Geschäftstüchtiges Windows

Windows 2000 übernimmt zwar viele Eigenschaften des Heim-Betriebssystems Windows 98. Doch angepeilt werden vor allem die Geschäftskunden.

Von Matthias Schüssler

Bis letzten Donnerstag war die Rangordnung in der Windows-Welt klar: Geschäftsanwender installierten Windows NT, weil dieses Betriebssystem zuverlässig arbeitet, für Datensicherheit bürgt und Profifunktionen wie abgestufte Zugriffsrechte bereithält. Windows 98 dagegen gibt sich mit weniger Hardwareleistung zufrieden, verrichtet seinen Dienst auf jedem Heim-PC und ist erste Wahl für Multimedia und Spiele.

Seit letztem Donnerstag steht der NT-4-Nachfolger unter dem Namen Windows 2000 am Start und bringt die wohlgeordnete Windows-Welt durcheinander. Das neue System strotzt vor NT-untypischen Eigenschaften, die «nur» der Unterhaltung dienen und damit eigentlich in den Hoheitsbereich von Windows 98 fallen würden. Ist Windows 2000 wirklich das bessere Windows 98? Microsoft verneint und betont: «Alles bleibt beim Alten!» Der NT-Nachfolger ist weiterhin deklarierte Geschäftsplattform. Dennoch hat die geschäftstüchtige Firma pünktlich auf den Start des neuen Systems rund 14 Tonnen an Softwarepaketen zu den Einzelhändlern gekarrt – damit die Privatkunden den Windows-2000-Zug richtig schnell in Fahrt bringen.

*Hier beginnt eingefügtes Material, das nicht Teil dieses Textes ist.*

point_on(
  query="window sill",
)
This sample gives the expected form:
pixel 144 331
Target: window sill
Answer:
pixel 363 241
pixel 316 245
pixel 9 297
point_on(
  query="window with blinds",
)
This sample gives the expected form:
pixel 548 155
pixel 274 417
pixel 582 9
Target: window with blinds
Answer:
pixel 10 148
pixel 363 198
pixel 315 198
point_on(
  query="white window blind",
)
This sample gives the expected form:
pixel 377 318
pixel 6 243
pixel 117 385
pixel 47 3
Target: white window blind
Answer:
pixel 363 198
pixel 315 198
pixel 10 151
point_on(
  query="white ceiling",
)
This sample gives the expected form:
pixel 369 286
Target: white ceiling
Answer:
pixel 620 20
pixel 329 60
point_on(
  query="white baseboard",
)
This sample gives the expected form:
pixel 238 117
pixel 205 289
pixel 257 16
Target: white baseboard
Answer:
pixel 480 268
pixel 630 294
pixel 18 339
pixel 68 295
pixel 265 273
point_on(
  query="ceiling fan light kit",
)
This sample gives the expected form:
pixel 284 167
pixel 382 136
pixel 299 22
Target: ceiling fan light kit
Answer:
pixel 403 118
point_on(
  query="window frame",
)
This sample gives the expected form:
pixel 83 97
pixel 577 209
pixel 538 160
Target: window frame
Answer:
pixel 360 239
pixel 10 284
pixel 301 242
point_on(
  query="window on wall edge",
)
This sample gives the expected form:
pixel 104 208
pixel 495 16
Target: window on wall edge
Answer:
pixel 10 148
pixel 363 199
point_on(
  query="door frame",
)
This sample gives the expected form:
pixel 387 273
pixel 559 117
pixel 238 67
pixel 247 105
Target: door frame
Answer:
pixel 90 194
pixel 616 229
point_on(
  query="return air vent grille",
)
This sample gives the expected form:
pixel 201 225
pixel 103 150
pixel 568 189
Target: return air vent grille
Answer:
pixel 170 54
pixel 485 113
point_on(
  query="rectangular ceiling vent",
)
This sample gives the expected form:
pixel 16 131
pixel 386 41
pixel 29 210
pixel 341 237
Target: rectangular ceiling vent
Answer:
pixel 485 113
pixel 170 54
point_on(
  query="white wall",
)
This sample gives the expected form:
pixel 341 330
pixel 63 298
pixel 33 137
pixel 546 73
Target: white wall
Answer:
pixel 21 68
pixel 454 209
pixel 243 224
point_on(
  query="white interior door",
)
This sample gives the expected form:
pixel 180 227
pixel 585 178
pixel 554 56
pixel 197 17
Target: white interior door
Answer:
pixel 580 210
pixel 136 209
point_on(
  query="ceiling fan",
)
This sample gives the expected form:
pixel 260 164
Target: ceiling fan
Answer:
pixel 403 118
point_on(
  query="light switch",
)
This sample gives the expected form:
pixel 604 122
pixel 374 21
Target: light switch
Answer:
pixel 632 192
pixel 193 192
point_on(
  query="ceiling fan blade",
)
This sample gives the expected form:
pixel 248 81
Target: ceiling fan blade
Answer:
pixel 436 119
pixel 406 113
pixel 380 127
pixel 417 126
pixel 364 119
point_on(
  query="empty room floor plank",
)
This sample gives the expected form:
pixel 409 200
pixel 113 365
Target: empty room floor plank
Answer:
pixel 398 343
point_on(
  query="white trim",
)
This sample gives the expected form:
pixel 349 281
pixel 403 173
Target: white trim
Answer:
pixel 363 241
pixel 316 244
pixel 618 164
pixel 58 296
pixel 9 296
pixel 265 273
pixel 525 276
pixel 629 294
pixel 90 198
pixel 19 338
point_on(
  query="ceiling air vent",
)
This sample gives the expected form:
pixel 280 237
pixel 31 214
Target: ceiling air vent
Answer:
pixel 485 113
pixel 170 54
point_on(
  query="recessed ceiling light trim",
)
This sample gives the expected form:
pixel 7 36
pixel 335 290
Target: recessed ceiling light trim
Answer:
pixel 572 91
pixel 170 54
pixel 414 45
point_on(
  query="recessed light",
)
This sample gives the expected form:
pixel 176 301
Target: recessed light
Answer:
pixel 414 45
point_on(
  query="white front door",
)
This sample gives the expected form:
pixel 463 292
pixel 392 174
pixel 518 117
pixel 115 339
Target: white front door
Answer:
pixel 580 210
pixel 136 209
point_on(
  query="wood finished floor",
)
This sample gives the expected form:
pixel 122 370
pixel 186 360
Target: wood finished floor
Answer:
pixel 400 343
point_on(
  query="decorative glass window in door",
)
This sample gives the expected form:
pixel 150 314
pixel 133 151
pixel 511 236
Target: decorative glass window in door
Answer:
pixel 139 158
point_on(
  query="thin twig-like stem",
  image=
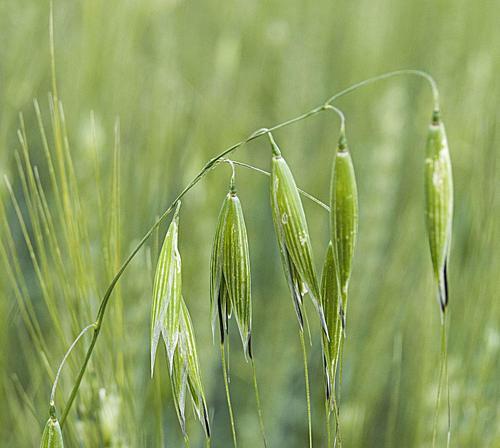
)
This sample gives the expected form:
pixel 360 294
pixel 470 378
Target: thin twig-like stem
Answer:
pixel 404 72
pixel 228 395
pixel 306 379
pixel 443 371
pixel 257 400
pixel 328 426
pixel 208 166
pixel 70 349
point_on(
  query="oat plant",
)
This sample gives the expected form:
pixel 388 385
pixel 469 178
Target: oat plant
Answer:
pixel 230 285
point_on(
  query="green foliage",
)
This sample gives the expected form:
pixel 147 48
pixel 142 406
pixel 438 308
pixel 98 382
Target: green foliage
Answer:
pixel 186 81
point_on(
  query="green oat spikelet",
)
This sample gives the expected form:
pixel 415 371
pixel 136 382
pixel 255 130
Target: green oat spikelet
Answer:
pixel 343 217
pixel 167 296
pixel 439 203
pixel 52 434
pixel 293 237
pixel 186 376
pixel 230 271
pixel 331 306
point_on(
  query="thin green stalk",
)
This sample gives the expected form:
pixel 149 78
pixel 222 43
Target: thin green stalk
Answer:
pixel 404 72
pixel 257 400
pixel 68 352
pixel 228 395
pixel 306 379
pixel 208 166
pixel 340 361
pixel 328 426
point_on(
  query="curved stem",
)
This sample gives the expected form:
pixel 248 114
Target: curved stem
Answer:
pixel 404 72
pixel 228 395
pixel 208 166
pixel 70 349
pixel 340 114
pixel 306 379
pixel 259 408
pixel 328 428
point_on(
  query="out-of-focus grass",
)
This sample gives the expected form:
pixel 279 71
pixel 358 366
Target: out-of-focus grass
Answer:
pixel 187 80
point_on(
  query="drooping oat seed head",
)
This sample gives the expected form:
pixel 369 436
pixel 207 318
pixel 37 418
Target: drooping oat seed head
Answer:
pixel 186 377
pixel 439 204
pixel 293 237
pixel 52 434
pixel 331 306
pixel 343 217
pixel 230 271
pixel 167 296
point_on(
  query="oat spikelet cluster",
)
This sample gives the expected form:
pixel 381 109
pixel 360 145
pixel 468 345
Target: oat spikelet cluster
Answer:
pixel 293 237
pixel 439 204
pixel 230 279
pixel 171 320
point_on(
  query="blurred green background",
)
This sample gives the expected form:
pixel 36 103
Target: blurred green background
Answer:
pixel 187 79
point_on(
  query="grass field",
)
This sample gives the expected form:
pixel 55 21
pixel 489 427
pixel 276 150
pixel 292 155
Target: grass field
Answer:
pixel 150 91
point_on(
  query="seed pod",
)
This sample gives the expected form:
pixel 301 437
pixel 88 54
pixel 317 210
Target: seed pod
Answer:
pixel 185 376
pixel 230 266
pixel 52 435
pixel 439 203
pixel 219 306
pixel 330 302
pixel 167 294
pixel 343 217
pixel 293 237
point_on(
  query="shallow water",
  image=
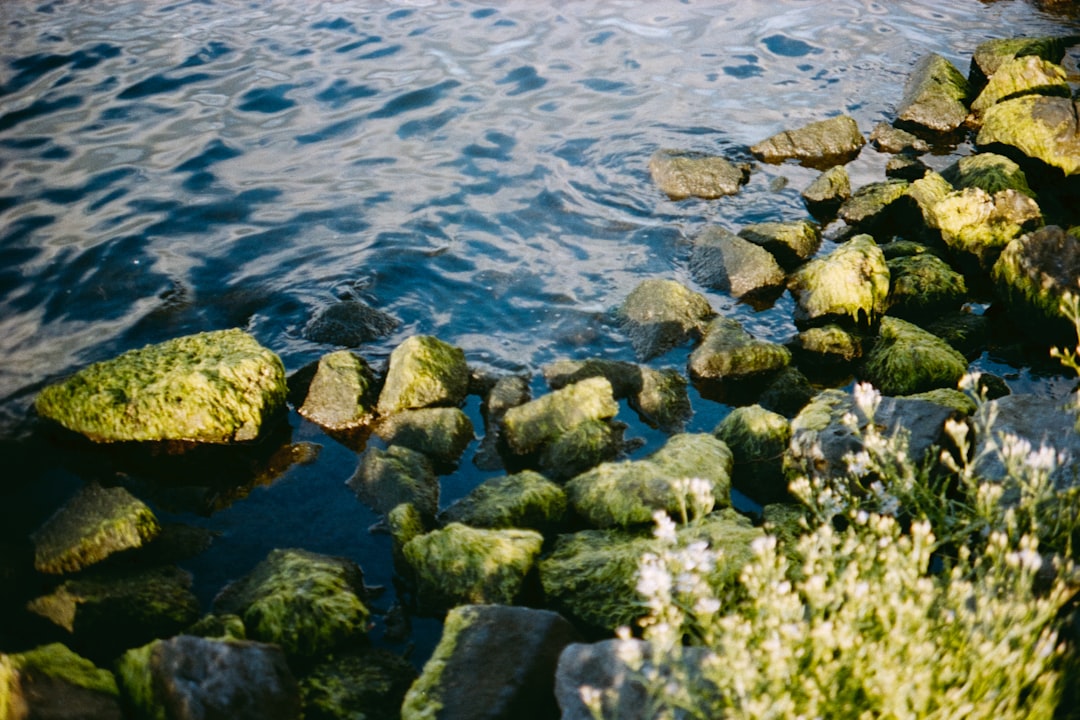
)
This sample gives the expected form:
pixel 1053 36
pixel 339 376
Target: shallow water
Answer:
pixel 476 171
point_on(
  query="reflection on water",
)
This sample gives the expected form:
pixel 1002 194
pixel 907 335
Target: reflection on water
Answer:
pixel 477 172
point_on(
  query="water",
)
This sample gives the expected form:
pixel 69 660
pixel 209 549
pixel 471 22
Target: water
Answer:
pixel 477 171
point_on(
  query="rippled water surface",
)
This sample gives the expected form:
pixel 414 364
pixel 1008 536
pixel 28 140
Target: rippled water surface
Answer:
pixel 476 171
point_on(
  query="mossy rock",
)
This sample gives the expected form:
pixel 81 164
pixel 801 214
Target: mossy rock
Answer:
pixel 423 371
pixel 661 314
pixel 219 386
pixel 907 360
pixel 90 527
pixel 849 284
pixel 629 492
pixel 306 602
pixel 680 174
pixel 341 394
pixel 523 500
pixel 459 565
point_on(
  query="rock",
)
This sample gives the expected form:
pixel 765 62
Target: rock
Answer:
pixel 306 602
pixel 191 677
pixel 1031 277
pixel 906 360
pixel 591 576
pixel 923 286
pixel 342 393
pixel 442 434
pixel 724 261
pixel 219 386
pixel 493 663
pixel 729 353
pixel 976 226
pixel 895 140
pixel 682 174
pixel 989 172
pixel 386 478
pixel 529 426
pixel 1040 126
pixel 1022 76
pixel 350 324
pixel 791 243
pixel 460 565
pixel 660 314
pixel 629 492
pixel 423 371
pixel 934 97
pixel 53 682
pixel 850 284
pixel 106 613
pixel 90 527
pixel 821 145
pixel 366 682
pixel 827 191
pixel 523 500
pixel 757 439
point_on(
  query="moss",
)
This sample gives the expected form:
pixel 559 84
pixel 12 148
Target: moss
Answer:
pixel 423 370
pixel 95 524
pixel 208 388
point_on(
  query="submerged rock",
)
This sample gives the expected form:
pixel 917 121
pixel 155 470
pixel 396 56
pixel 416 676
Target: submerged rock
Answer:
pixel 90 527
pixel 660 314
pixel 219 386
pixel 682 174
pixel 459 565
pixel 423 371
pixel 629 492
pixel 821 145
pixel 491 663
pixel 306 602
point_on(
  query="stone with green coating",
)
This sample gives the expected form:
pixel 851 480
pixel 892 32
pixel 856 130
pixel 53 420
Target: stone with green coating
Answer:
pixel 307 602
pixel 342 392
pixel 218 386
pixel 1040 126
pixel 591 576
pixel 523 500
pixel 92 526
pixel 422 371
pixel 821 144
pixel 527 428
pixel 907 360
pixel 934 97
pixel 460 565
pixel 629 492
pixel 442 434
pixel 850 284
pixel 682 174
pixel 660 314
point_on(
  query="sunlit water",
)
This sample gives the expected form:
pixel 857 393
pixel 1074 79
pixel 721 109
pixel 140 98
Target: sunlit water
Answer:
pixel 476 171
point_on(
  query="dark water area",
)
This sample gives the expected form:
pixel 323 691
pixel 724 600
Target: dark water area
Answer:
pixel 476 171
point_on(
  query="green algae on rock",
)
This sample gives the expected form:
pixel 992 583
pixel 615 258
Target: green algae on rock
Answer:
pixel 218 386
pixel 93 525
pixel 422 371
pixel 307 602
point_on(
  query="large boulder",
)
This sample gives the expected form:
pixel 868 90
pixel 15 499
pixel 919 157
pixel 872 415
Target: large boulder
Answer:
pixel 192 677
pixel 422 371
pixel 629 492
pixel 491 663
pixel 218 386
pixel 849 285
pixel 660 314
pixel 306 602
pixel 90 527
pixel 821 144
pixel 680 174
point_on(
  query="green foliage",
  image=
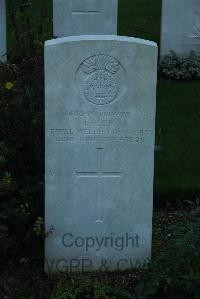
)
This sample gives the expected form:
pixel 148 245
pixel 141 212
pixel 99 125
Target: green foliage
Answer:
pixel 176 272
pixel 85 287
pixel 176 67
pixel 29 26
pixel 21 155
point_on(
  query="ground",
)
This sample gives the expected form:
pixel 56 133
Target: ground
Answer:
pixel 177 159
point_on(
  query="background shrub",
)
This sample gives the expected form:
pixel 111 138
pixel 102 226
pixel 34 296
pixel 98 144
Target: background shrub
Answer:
pixel 21 157
pixel 176 67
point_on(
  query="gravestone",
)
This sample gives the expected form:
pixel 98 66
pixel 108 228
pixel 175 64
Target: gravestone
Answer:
pixel 180 29
pixel 100 123
pixel 79 17
pixel 3 49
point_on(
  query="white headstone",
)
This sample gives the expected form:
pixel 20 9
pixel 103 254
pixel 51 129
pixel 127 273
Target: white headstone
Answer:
pixel 3 49
pixel 100 123
pixel 180 30
pixel 79 17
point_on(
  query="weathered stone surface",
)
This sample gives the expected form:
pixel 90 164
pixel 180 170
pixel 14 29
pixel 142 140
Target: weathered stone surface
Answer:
pixel 79 17
pixel 100 123
pixel 180 30
pixel 3 48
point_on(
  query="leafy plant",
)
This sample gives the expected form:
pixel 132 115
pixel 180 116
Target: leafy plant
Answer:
pixel 86 288
pixel 29 28
pixel 176 272
pixel 176 67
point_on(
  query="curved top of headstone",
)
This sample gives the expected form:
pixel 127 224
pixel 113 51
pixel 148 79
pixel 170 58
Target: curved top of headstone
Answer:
pixel 99 38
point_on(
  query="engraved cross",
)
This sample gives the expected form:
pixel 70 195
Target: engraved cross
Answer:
pixel 99 174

Endlich auf der Höhe der Zeit

Zunächst macht das neue Betriebssystem eine Menge der Mankos von NT 4 wett. Aktuellere Technologien wie USB oder Infrarot-Kommunikation sind spurlos an Windows NT vorbeigegangen – wer eine Digitalkamera, einen Scanner oder CD-Brenner mit USB-Anschluss kauft, wird vom alten Windows im Regen stehen gelassen. Windows 2000 ist auf dem aktuellen Stand der Technik und verfügt zudem über eine ernst zu nehmende Hardwareerkennung. Dies vereinfacht die Installation neuer Geräte. Welche Hard- und Software sich mit Windows 2000 verträgt, kann auf der eigens eingerichteten Website http://www.windows2000.ch nachgeschlagen werden. Spiele werden dort allerdings nicht berücksichtigt.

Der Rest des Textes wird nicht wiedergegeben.